Lastly, the COVID-19 severity criteria should exclude the need for severe respiratory equipment (high-flow oxygen devices, ventilators, ECMOs, and CRRTs) since such equipment is limited per hospital. Instead, reestablishing the “ICU incidence rate,” which is also part of the ICU admission criteria in COVID-19, as a case of requiring oxygen at a rate of 5 L/min or more based on O2 masks, used in university as well as nursing hospitals, will help manage patients and hospital resources efficiently. Coronavirus undergoes mutations periodically, and as a result of repeated epidemics, intensive management of those with critically ill status is necessary. An efficient and sustainable plan should be established with the concept of “with COVID in terms of medical response” by analyzing the current situation.
A limitation of this study is that the period of this study was between December 1, 2020, and December 31, 2021. Therefore, the data regarding the omicron variant is not included in this analysis, and the analyses included data preceding and following the delta variant epidemic. Given that this was a cross-sectional study, the correlation was identified, but a causal relationship could not be established.
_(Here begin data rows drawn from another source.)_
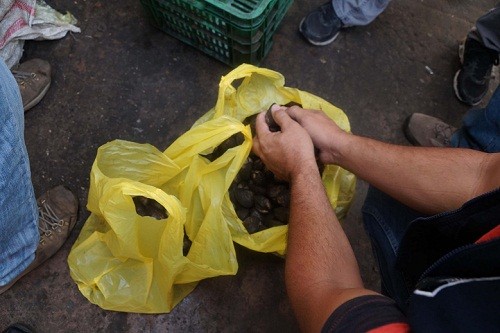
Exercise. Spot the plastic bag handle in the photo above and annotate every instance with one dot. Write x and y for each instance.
(245, 70)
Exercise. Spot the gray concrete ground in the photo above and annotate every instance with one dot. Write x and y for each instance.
(122, 78)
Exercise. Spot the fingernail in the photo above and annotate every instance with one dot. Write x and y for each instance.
(275, 107)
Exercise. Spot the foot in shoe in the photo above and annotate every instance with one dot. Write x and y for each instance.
(471, 82)
(57, 215)
(33, 78)
(321, 26)
(427, 131)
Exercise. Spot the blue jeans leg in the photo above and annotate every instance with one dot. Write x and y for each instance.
(18, 209)
(358, 12)
(385, 220)
(481, 128)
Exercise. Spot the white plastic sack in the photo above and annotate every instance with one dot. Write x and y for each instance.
(22, 20)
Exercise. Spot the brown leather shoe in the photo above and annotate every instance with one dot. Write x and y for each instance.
(58, 210)
(33, 78)
(427, 131)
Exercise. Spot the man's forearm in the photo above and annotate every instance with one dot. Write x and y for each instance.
(320, 263)
(430, 180)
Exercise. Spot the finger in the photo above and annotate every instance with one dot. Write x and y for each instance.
(260, 125)
(282, 118)
(295, 112)
(256, 146)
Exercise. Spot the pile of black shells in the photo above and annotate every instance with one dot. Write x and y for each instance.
(260, 200)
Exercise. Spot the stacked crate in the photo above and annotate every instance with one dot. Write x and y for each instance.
(232, 31)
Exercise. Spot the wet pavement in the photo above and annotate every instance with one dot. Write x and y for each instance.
(121, 78)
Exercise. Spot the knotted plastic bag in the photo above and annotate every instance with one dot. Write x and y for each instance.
(126, 262)
(258, 90)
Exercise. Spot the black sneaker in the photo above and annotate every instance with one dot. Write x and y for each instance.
(321, 26)
(472, 80)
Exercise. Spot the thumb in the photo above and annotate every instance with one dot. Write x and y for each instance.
(282, 118)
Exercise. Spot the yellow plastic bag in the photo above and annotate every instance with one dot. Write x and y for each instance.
(126, 262)
(259, 89)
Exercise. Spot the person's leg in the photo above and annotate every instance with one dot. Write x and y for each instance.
(18, 210)
(385, 221)
(358, 12)
(481, 128)
(322, 26)
(31, 230)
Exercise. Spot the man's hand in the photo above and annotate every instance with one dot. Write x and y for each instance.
(327, 137)
(287, 153)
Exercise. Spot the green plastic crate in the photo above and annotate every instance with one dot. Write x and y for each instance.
(232, 31)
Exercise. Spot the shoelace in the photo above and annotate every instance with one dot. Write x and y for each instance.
(21, 77)
(48, 220)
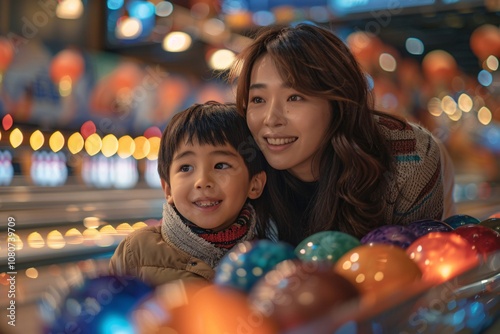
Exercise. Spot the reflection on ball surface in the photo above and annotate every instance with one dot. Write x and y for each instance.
(442, 255)
(297, 292)
(378, 268)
Among the underlying diseases, the body mass index (BMI) was not included as a variable because the BMI was not recorded in the basic epidemiological survey. However, the significance of this study is that it can lead to practical changes that can improve the clinical course of patients through rapid response and intensive care management by identifying the characteristics of patients admitted to the ICU with a worse severity of COVID-19.